Decepcionada, Ana golpeó varias veces la puerta con los nudillos hasta darse por vencida. Musitó unas cuantas maldiciones, lanzó una patada contra la pared y se encaminó hacia su propia celda con paso lento y cansado. Para su sorpresa, alguien la esperaba en la puerta.

Alguien que hacía días que no veía.

—Ana Larkin —exclamó Lucy Banshee al verla aparecer por el pasadizo. La mujer acudió a su encuentro con rapidez y la tomó del antebrazo, entusiasmada. Aquella noche sus ojos brillaban con especial fuerza—, te estaba buscando. Debes venir conmigo a la ciudad...

—¿Ahora? —Ana dejó escapar un suspiro de puro agotamiento—. Lo siento, Banshee, pero no tengo ganas. Estoy muy cansada...

—El cansancio pronto desaparecerá cuando escuches lo que tengo para ti, querida. He encontrado a alguien que puede ayudarte. Alguien que conocí hace un tiempo y que...

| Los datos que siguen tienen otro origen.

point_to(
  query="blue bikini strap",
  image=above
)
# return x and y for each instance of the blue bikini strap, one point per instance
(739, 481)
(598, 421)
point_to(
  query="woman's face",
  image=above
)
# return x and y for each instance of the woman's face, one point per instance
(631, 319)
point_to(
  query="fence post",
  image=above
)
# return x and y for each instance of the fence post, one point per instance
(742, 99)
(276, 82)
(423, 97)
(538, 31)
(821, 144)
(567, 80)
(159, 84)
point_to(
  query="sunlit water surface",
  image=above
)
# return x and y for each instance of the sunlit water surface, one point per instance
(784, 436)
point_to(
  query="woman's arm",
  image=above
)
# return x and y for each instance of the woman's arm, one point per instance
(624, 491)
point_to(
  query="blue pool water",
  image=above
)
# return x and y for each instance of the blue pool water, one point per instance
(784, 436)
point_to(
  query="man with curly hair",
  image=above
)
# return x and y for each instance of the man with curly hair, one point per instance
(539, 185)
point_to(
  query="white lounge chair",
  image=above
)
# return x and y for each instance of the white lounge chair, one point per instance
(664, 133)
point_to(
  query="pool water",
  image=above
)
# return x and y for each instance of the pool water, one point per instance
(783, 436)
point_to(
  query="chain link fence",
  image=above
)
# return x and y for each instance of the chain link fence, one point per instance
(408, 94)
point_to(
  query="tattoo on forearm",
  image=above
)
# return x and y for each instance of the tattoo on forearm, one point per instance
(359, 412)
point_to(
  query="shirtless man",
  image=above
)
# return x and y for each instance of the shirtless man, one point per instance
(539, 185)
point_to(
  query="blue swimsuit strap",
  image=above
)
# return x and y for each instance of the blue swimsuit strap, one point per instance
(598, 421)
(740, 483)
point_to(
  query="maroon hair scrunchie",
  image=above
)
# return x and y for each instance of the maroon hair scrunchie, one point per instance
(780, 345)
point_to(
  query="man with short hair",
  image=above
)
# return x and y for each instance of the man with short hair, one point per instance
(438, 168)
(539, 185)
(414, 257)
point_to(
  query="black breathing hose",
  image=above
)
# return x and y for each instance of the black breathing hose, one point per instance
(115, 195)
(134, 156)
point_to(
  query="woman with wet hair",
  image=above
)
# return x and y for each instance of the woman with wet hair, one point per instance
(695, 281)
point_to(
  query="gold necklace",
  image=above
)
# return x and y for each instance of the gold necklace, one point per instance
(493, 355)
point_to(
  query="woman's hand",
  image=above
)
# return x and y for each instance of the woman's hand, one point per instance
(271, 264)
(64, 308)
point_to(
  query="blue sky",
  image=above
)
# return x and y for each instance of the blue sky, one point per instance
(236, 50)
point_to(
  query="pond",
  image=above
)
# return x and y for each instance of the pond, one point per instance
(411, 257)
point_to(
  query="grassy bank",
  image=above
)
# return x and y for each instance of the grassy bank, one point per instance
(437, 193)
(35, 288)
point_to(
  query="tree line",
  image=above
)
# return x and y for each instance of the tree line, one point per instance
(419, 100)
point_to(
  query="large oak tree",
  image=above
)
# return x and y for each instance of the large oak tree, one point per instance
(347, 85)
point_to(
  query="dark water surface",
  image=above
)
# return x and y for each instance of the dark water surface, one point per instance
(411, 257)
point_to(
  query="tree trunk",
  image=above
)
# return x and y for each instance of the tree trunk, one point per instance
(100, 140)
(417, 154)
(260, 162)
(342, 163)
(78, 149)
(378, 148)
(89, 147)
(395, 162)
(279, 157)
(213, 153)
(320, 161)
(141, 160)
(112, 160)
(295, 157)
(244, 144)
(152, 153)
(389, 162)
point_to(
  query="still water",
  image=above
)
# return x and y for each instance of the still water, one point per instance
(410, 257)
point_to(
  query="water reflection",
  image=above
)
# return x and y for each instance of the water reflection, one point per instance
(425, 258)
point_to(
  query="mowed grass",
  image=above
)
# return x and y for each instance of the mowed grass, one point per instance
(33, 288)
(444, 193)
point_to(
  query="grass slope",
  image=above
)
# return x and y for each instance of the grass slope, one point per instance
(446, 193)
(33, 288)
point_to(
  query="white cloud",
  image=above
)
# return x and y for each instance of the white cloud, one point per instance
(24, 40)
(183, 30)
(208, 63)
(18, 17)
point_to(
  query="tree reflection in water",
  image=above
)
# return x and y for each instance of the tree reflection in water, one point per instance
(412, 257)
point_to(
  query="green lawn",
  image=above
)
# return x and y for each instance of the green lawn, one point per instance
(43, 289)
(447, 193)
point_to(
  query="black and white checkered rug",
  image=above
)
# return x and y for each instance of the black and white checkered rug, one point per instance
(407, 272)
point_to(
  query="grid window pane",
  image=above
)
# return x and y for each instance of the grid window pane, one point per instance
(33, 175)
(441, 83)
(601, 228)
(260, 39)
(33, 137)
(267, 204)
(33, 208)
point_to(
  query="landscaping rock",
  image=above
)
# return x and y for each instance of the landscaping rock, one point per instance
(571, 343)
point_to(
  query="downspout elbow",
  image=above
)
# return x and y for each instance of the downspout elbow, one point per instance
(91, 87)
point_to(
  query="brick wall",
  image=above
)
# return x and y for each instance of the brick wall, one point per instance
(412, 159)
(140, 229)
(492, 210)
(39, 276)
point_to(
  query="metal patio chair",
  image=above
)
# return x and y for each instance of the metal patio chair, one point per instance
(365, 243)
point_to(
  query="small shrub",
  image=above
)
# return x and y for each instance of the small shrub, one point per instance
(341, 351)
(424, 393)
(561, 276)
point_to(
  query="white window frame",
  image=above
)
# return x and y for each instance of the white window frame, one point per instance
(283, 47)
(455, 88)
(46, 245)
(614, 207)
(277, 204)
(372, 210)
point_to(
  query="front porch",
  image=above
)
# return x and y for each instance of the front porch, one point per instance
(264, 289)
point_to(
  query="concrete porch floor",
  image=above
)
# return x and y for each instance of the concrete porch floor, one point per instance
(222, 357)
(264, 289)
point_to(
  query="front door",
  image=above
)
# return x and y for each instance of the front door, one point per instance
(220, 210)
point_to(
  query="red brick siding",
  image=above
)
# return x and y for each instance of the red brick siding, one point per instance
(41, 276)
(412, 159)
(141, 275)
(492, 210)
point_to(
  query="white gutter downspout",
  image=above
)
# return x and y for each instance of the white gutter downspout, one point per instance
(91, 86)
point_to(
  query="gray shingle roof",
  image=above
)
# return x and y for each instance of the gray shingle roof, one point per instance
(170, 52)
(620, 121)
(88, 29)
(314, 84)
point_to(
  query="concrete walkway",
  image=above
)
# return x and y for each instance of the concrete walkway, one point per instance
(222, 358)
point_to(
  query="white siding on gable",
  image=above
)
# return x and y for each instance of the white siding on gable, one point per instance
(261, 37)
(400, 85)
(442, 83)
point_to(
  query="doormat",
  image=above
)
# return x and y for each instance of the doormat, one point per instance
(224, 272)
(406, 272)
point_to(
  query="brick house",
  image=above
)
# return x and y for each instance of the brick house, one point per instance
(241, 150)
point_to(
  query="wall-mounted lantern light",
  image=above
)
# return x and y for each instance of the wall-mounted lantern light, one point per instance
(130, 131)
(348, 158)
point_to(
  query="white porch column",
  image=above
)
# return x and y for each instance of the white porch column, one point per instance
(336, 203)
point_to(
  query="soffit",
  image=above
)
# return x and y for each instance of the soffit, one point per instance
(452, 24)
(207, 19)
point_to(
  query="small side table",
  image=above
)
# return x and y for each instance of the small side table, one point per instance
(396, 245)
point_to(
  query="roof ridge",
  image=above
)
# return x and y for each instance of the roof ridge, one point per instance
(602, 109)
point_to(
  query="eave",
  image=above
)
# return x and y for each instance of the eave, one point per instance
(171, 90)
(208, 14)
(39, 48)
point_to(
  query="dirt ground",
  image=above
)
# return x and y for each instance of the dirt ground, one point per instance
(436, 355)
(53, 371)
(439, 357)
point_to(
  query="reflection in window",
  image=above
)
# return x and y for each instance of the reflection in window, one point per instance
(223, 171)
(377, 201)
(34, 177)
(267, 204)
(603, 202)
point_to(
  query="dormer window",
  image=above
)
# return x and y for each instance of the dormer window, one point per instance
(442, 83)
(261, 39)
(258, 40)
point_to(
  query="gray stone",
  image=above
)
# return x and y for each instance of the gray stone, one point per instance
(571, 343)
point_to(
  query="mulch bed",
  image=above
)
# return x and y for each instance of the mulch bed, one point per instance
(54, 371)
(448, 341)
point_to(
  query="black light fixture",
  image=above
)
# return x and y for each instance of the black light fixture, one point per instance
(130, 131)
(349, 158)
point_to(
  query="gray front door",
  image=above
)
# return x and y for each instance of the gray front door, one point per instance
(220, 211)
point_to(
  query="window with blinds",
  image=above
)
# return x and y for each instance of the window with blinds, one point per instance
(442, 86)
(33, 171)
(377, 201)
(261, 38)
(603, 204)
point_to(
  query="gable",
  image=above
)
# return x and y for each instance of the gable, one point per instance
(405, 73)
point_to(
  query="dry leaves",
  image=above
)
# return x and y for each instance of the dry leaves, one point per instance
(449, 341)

—No necesito ayuda para nada, Banshee —insistió Ana. La joven sacudió el brazo con brusquedad para liberarse de su presa—. Te lo agradezco, pero...

—¿Estás segura? Yo creo que Elspeth Larkin no estará muy satisfecho de escuchar lo que acabas de decir, querida... —Los labios de la mujer se curvaron en una sonrisa peligrosa—. He encontrado a alguien que te va a ayudar a liberarle, Ana Larkin... ¿estás segura de que no quieres acompañarme?